- Specialty: Dentistry

= Dental subluxation =

Dental subluxation is a traumatic injury to the periodontal tissue in which the tooth has increased mobility (i.e., is loosened) but has not been displaced from its tooth socket.

== Cause ==
High impact force during trauma causes damage to the periodontium and results swelling and bleeding from the gingival sulcus. Trauma also causes rupture of some periodontal fibres and this leads to loosening of the tooth. However, the force is not strong enough to cause displacement of the tooth from its socket. Sometimes, the trauma might cause pulpal damage and there is a minimal risk of pulpal necrosis, thus follow-up is essential.

== Diagnosis ==
A tooth that has been subluxated shows symptoms of being tender to percussion (tapped using the end of the mirror) and tender to palpate around the area and sulcus (as it has been slightly mobilised yet remains undisplaced). Any sensitivity testing of the pulp may provide a negative response, in which case it is important to continue monitoring until a pulpal response is received.

Radiographically, there are no unusual features to note in a subluxated tooth. However, it is important to focus on the full image and scan for any other areas which may have also been affected. If there is any suspicion of a root fracture, it is recommended to take an occlusal exposure radiograph to allow for a definitive diagnosis. Radiographs can be referred to in case of any future complications.

== Management ==
Following any form of dental trauma, a full and thorough clinical assessment is carried out to exclude more serious injuries that may require urgent management.

The first stage of the clinical assessment is to take a complete history to rule out head injury or inhalation of particles. Questions to obtain this information include:

- Did the patient lose consciousness?
- Were there any witnesses?
- Has the patient had any nausea or vomiting since the incident?
- Is there any loss of memory?
- Can all particles be accounted for
- Is the patient experiencing any change in vision?

If there is any doubt of head injury or aspiration, the patient should attend the nearest accident and emergency service prior to receiving dental treatment.

Having ruled out serious injuries, a full trauma, dental and medical history is undertaken. This will include understanding if the patient is currently having symptoms, has a history of dental trauma, and their tetanus status.

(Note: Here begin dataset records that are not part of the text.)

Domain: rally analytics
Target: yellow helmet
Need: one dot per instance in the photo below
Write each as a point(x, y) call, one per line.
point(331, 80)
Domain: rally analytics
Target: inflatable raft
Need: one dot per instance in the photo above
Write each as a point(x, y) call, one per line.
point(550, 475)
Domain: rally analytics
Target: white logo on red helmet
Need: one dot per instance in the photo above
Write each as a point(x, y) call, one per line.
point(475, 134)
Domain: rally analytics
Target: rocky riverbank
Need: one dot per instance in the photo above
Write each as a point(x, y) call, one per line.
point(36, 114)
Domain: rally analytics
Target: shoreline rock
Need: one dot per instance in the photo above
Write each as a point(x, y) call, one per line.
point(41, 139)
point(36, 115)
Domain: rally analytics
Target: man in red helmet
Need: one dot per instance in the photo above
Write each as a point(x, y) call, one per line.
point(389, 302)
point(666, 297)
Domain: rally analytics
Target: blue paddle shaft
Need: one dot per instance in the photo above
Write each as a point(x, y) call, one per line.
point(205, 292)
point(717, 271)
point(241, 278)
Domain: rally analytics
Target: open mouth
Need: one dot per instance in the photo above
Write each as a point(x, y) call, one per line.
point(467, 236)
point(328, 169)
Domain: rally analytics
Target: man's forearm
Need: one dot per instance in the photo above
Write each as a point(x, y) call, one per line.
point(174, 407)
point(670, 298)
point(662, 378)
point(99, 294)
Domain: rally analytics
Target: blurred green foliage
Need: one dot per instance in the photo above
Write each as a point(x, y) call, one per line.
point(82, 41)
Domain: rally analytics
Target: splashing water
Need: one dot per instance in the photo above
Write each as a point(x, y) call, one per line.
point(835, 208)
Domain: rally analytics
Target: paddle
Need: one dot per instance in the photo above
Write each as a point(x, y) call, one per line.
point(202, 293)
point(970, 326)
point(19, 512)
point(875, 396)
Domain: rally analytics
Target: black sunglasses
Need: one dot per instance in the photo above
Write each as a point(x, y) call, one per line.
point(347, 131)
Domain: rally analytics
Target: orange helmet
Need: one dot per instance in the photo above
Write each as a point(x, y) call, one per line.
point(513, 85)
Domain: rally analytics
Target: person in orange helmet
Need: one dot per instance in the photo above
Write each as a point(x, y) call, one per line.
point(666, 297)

Following a complete history, a clinical examination is then undertaken.

Extra-oral examination includes:

- Cleaning cuts with saline solution and removal of foreign bodies
- Palpation of the entire facial skeleton to rule out fractures
- Assessment for abnormalities in mandibular opening
- Checking for bruising

Intra-oral examination includes checking for:

- Bruising
- Blood clots
- Cuts/ lacerations
- Tooth mobility
- Fractured teeth
- Changes to occlusion

=== Primary teeth ===
Following subluxation of a primary tooth, there is no active treatment required. The patient is advised to keep the area as clean as possible by swabbing with 0.12% chlorohexidine twice daily. Clinical follow up will be carried out at 1 week and 6–8 weeks after injury. Follow up radiographs are not required unless complications occur.

=== Secondary teeth ===
Management is similar to primary teeth. No active treatment is usually required; however, a flexible splint may be placed for up to 2 weeks if the patient is experiencing extreme discomfort. Follow up to check for complications is more frequent. Radiographical and clinical exam should be carried out at 2 weeks, 4 weeks, 6–8 weeks, 6 months and 1 year.

== Epidemiology ==

Dental trauma is a major global health issue and it affects 17.5% of children and adolescents. It is most commonly seen in school children. Dental subluxation is one of the most common traumatic injuries in primary dentition. Maxillary central incisors are the most commonly affected teeth. Some studies have proposed that the resilience nature of periodontium favours dislocation than fracture of the tooth itself. However, the exact prevalence is difficult to be assessed because dental subluxations are often asymptomatic or only mildly symptomatic, and even overlooked by caregivers when treating more serious dental traumas in adjacent teeth.